1) To draw a bitmap line into vram, you need to set the autoincrement vram pointer to 32+. Since only a WORD can be written into vram at a time (two 8pixel planes), you'll have to do a second pass to write the full 4bit color image (assuming 4bit color is the goal). 32+ mean increment by 32 WORDS, so you'll need to organize the tiles (interleave). Here is where another optimization comes in; you can draw a bitmap line into a buffer of tiles @ ( n*8 )+offset. So if you start at line 0 of the buffer and keep writing passed it (with autoincrement of 32+), you'll end up writing line into the next line in the buffer at line 8, and then line 16, etc - until you reach the end. You'll need to reposition the offset in vram to point to line 1, and that'll draw 1, 9, 17, etc. So you save cycles by not having to constantly set VRAM pointer every scanline. You only need to do this 8 times. But that's just for the first 2bit planes. You need to do this again with the proper offset into the second 2bit planes of the tile. So data needs to be organized in a very specific way in rom, with embedded opcodes, but the result is very optimal in terms of speed.

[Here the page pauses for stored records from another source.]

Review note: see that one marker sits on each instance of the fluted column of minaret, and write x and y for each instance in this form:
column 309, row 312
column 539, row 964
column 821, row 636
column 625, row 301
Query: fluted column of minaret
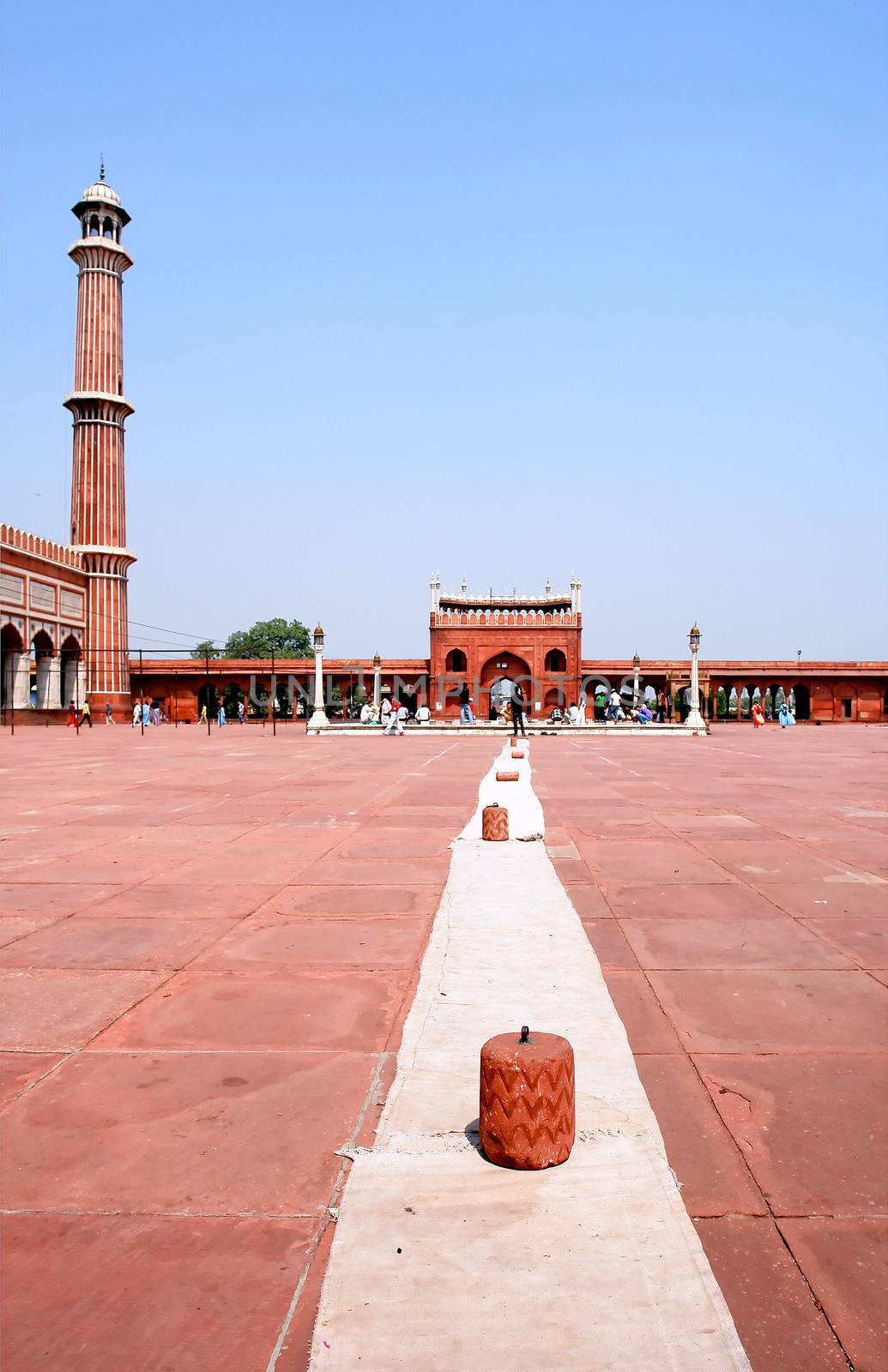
column 99, row 411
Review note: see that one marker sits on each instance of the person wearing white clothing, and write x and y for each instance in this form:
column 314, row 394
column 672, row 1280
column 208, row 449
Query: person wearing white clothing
column 396, row 719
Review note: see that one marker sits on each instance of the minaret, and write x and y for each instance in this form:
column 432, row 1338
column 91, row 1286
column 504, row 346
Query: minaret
column 100, row 411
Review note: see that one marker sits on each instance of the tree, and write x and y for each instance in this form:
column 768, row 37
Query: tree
column 206, row 649
column 270, row 635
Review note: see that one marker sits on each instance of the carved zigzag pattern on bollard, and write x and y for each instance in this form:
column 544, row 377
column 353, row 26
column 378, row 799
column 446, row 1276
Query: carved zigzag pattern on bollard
column 528, row 1115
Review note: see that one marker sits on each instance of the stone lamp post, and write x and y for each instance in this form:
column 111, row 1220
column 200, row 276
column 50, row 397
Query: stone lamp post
column 318, row 718
column 378, row 686
column 695, row 718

2) If the amount of data is quite large to write to vram, you'll probably be racing the display because there won't be enough time in vblank for really large patterns. This is ok, though. There are 455 cpu cycles per VCE scanline.  As long as you're under that, you'll be fine... kinda. If you followed along with the above method, you'll see that it requires multiple passes, and then a second pass for the second bitplane. Even if your data being written to vram, in the form of a scanline, is faster than the beam - the order of the written data presents the problem. One solution is to split the bitmap buffer in vram into two halves; and upper bitmap and lower bitmap. And start drawing this process earlier in vblank, or put a status bar at the top of the screen to effectively increase screen drawing time. Maybe two halves isn't enough. Maybe more are needed. Or maybe just do 16-24 lines full color, and then switch methods. The idea here, is to get enough buffered room between the beam and where you are writing in that bitmap position. Remember, if your data is stored as scanlines, you have a very flexible method and control in how you write to that vram bitmap.

 The idea here, is to do a large pattern of dynamic tiles at 60fps and no double buffering. Of course double buffer will work, assuming it'll fit on vblank vram-vram time frame, but with a large buffer already that means eating into your vram space.

 The whole idea of doing dynamic tiles as scanlines, means you no longer have limitations of tiles. You can do sine wave effects or line scrolls because you have direct control over the X position of that line being transferred into vram. You can Y-scale and do vertical effects as well. You can also draw parts of an image in reverse order (vertical flipping/mirroring, etc). And maybe the best of all, you can do transparency effects on that pseudo layer. Remember, you have to write the image as two 2bit images. Since the hardware puts them together, you have hardware assisted compositing. Sure, the colors are low (4 colors for one plane, and 3 colors of transparency to overlay) - but you also have the aid of palettes to assign to any 8x8 area. If you're ambitious, you could do the tilemap reposition trick to get 8x4 or 8x2 palette association. 

 This is just one approach. I have other dynamic tile approaches with different abilities. Some of them that allow object drawing into vram, overlapping edges on tiles without using sprites, etc. But there's not enough time to do that in 60fps, so those effects would be 30fps. Hopefully I can demonstrate these effects in a demo of sorts (playable with a simple engine).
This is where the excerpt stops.